Ne pourrait-on pas aussi utiliser le cinéma comme outil thérapeutique ?

L’impact psychique ne serait pas le même car les images des personnages, des lieux de l’action, … nous seraient imposées. Comme le disait si justement Flaubert dans sa correspondance avec Ernest Duplan en 1862 :

« Une femme dessinée ressemble à une femme, voilà tout. L’idée est dès lors fermée, complète, et toutes les phrases sont inutiles, tandis qu’une femme écrite fait rêver à mille femmes. »

À qui s’adresse la bibliothérapie ?

À toute personne qui, dans le cadre d’une psychothérapie, voudrait utiliser les livres et la lecture pour l’aider à se découvrir, qu’il soit adulte ou enfant.

Comment la bibliothérapie peut-elle être utilisée avec des jeunes enfants qui ne savent pas encore lire seuls ?

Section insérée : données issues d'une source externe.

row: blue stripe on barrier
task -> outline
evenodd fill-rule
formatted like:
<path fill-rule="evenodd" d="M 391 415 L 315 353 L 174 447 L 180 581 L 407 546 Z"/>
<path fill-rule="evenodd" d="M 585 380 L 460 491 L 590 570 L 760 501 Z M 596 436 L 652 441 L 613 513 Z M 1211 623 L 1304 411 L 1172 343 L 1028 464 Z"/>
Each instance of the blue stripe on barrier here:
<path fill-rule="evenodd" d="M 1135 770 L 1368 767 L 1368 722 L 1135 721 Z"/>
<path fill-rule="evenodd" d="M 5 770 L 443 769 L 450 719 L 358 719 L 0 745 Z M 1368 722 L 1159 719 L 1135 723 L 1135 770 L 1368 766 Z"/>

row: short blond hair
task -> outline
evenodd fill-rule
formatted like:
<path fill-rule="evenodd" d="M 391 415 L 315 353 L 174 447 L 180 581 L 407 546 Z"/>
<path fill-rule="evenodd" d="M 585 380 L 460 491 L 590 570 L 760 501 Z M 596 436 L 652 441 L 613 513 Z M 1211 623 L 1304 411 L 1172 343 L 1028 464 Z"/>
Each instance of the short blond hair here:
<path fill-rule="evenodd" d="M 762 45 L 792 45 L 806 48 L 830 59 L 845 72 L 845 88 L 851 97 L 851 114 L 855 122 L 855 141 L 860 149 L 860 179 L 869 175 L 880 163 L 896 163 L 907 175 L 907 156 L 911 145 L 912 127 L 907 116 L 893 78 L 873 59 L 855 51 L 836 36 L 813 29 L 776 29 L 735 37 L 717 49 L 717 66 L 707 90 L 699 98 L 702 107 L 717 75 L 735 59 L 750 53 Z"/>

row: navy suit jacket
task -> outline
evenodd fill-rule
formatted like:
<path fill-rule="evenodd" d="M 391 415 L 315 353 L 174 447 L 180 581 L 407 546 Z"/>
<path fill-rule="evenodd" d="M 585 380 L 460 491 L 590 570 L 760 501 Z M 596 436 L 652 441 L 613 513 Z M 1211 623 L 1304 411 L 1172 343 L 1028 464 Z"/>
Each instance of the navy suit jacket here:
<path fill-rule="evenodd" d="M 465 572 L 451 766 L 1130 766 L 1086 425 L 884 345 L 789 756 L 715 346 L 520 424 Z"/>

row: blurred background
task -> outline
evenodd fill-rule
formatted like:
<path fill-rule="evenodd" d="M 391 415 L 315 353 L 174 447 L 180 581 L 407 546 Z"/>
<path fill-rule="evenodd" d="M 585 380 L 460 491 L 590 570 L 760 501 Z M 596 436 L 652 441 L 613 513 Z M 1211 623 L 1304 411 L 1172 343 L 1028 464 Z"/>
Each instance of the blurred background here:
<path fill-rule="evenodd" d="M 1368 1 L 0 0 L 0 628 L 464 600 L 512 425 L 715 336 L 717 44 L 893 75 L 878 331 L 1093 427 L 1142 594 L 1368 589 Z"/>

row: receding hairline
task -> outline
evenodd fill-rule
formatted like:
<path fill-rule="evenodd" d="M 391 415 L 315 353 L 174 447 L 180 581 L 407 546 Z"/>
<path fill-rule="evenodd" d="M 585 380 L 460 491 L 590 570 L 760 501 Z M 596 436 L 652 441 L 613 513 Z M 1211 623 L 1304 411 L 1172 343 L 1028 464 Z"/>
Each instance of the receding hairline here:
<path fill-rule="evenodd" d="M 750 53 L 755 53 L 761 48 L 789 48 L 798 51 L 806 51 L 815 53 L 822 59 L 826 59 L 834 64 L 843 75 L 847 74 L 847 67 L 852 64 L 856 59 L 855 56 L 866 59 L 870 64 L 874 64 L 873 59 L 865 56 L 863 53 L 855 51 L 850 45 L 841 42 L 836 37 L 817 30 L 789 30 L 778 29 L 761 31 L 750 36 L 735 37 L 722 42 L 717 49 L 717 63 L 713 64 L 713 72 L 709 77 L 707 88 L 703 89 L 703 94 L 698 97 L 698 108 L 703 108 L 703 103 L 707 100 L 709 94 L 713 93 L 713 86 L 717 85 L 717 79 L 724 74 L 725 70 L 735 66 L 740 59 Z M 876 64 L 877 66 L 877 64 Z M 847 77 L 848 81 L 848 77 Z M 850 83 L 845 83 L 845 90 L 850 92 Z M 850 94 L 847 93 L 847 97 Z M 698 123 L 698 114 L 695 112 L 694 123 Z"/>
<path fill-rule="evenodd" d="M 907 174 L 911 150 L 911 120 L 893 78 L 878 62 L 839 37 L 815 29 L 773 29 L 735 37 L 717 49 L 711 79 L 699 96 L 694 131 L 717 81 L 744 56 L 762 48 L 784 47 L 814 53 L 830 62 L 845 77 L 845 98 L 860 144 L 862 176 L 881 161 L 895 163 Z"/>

L’implication des parents est primordiale dans toute psychothérapie avec un enfant mais encore plus particulièrement dans celle où l’outil bilbiothérapeutique est utilisé. En effet, ce sera aux parents de lire l’histoire à leur enfant, sans la juger ni l’interpréter pour laisser à l’enfant le temps de s’en imprégner et d’en faire sa propre interprétation, même si elle est erronée. Comme pour l’adulte, c’est cet impact psychique qui sera intéressant dans le cadre de la psychothérapie.

Comment choisir un livre pour mon enfant ?

Vu la pléthore de livres pour enfants, c’est le bibliothérapeute qui donnera le choix du livre ou de l’album à l’enfant. Attention, il ne s’agira pas de lectures dirigées mais plutôt de restreindre le choix de l’enfant à un certain nombre d’ouvrages pré-sélectionnés. Ce sont surtout les contes de Grimm qui seront mis à l’honneur en bibliothérapie avec l’enfant. Cependant, comme pour l’adulte, l’enfant pourra aussi prendre un livre qui l’a marqué ou qu’il affectionne particulièrement.